て、ああ知らなんだと、にわかに涙を落した。
 そして、腹巻きの中から郵便局の通帳を出して来て、言うのには、
「今までこれを何べん出そ、出そ思たか判らへんかったけど、いや待て、今出してしもて、二人の気がゆるむようなことがあったら、どむならん、死金になってしまう――こない思て、君枝の苦労を見て見ぬ振りして来たんやけど、思たらほんまにわいは、ど阿呆[#「ど阿呆」に傍点]やった。君枝に子《ややこ》が出来てるいうこと、さっぱり知らんかったんや。堪忍してや。むごいお祖父やんや思わんといてや。そうと知ったら、君枝を自転車に乗せるんやなかったんや。あんなえらい仕事をしてるのを、黙って見てるネやなかったんや。よう辛抱してくれたな」
 他吉ははや啜りあげたが、やがて、かさかさした掌で涙を拭くと、
「――ここに八百円あるねん。この金ここぞという時の用意に、いや、君枝の将来を見届けた暁に、死んだ婿の墓へ詣りがてら一ぺんマニラへ行って来たろ思て、その旅費に残して置いたんやが、もうこうなったら今が出し時や。この金で病院の払いをして、残った分を君枝のお産と、次郎ぼんの養生の費用《いりよう》にしてくれ」
「いや、そんなことをして貰たら困る。それはお祖父ちゃんの葬式金に残しといて」
 次郎が手を振ると、
「げん糞のわるいことを言うな。葬式金を残すようなベンゲットの他あやんや思てるのか」
 他吉は眼をむいた。
「そんなら、マニラ行きの旅費に……」
「知らん土地やなし、旅費はのうても、いざという時になったら、泳いででも行くわいな」
 歯の抜けた顔で笑ったが、他吉はすぐしんみりして、
「――それにこの金の中には、君枝が下足番をして貰た金もはいってるんや。遠慮する金やあれへんぜ」
 他吉はついぞ見せたことのない涙を、ぽたりぽたり落した。

     9

 次郎はやがて退院した。そして、君枝のお産が済む頃には、すっかり元の身体になっていた。生れた子は男の子で、勉吉と名をつけると、
「ベンゲットのベン吉やな」
 と、他吉は悦に入った。
 鶴富組の沈没船引揚げ作業はまだ了っていなかった。
 次郎が電報をうつと、スグコイマッテイルとの返事だったので、喜んで行こうとすると、君枝はもじもじしながら、
「うちも一しょに行くわ。潜水船の喞筒《ポンプ》押しに」
 と、言った。
 次郎は驚いた。喞筒押しは、浅い底の土木工事などでは、女人夫三人ぐらいで行われるが、十尋二十尋ではもう女の力に余って、六人から八人もの男の力を借らねばならない俗に「喞筒押し一升飯」といわれるほどの労働なのだ。
「女にはとても出来んよ」
 そう言うと、君枝は、
「うち今まで毎日お祖父ちゃんの俥のタイヤに空気入れてたさかい、喞筒押しするのん上手やし。こない言うて、なんやこう、あんたに離れるのがいやで言うみたいやけど……」
 ぽっと赧くなった。
 そんな君枝が次郎にはたまらなく可愛かった。
「そんなら一しょに行ってもらほか。喞筒押しでなくても、ホース持ちなら出来るやろ」
 ホース持ちは、空気の過不足の合図を受ける大切な役目で、昔は潜水夫の妻がこれをしていたのである。

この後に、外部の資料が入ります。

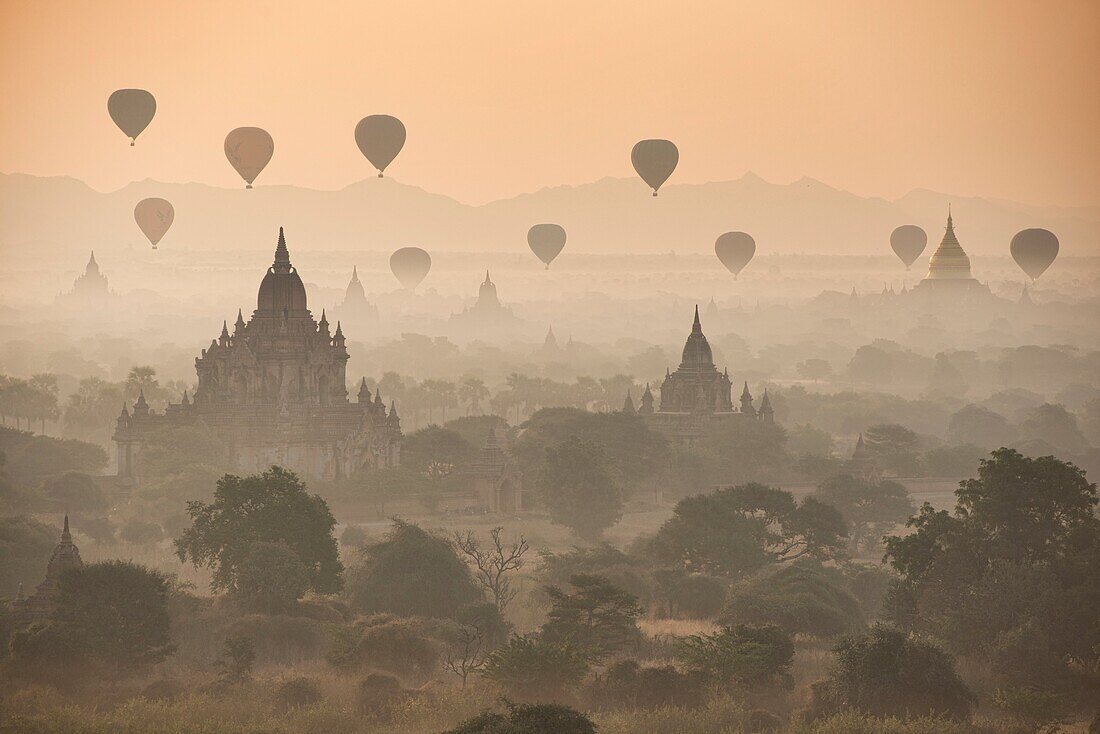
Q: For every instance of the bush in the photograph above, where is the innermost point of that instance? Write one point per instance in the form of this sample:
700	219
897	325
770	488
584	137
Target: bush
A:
628	685
411	572
802	599
741	655
298	692
531	668
406	646
378	693
887	674
537	719
271	578
74	491
1031	707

 鶴富組の主人は腕利きの潜水夫が無くて弱っていたところだったので、次郎と君枝が現場へ現われると、
「よく気が変ってくれたもんだね」
 と、喜んだ。次郎は、
「人間はたまに怪我もして見んならんもんですよ」
 と、笑って、五十尋の深海へ潜った。
 君枝がホースを持っているのだと思えば、次郎はもうどんな危険もいとわぬ気がして、そして、マニラで死んだという君枝の父親の気持が、ふっと波のように潜水服に当って来るのだった。
 こうして潜っている間にも、祖父さんはよちよち俥を走らせているのだと、静脈の痛々しく盛り上った他吉の手足が泛び、次郎は、自分ももし、君枝の父親と同じように、祖父さんからマニラへ行けといわれたら、もう断り切れぬだろうと思った。
 沈船作業が済んで、大阪へ帰って来ると、間もなくその年も慌しく押し詰り、大東亜戦争がはじまった。
 そして、皇軍が比律賓のリンガエン湾附近に上陸した――と、新聞は読めなかったが、ラジオのニュースは他吉の耳にもはいった。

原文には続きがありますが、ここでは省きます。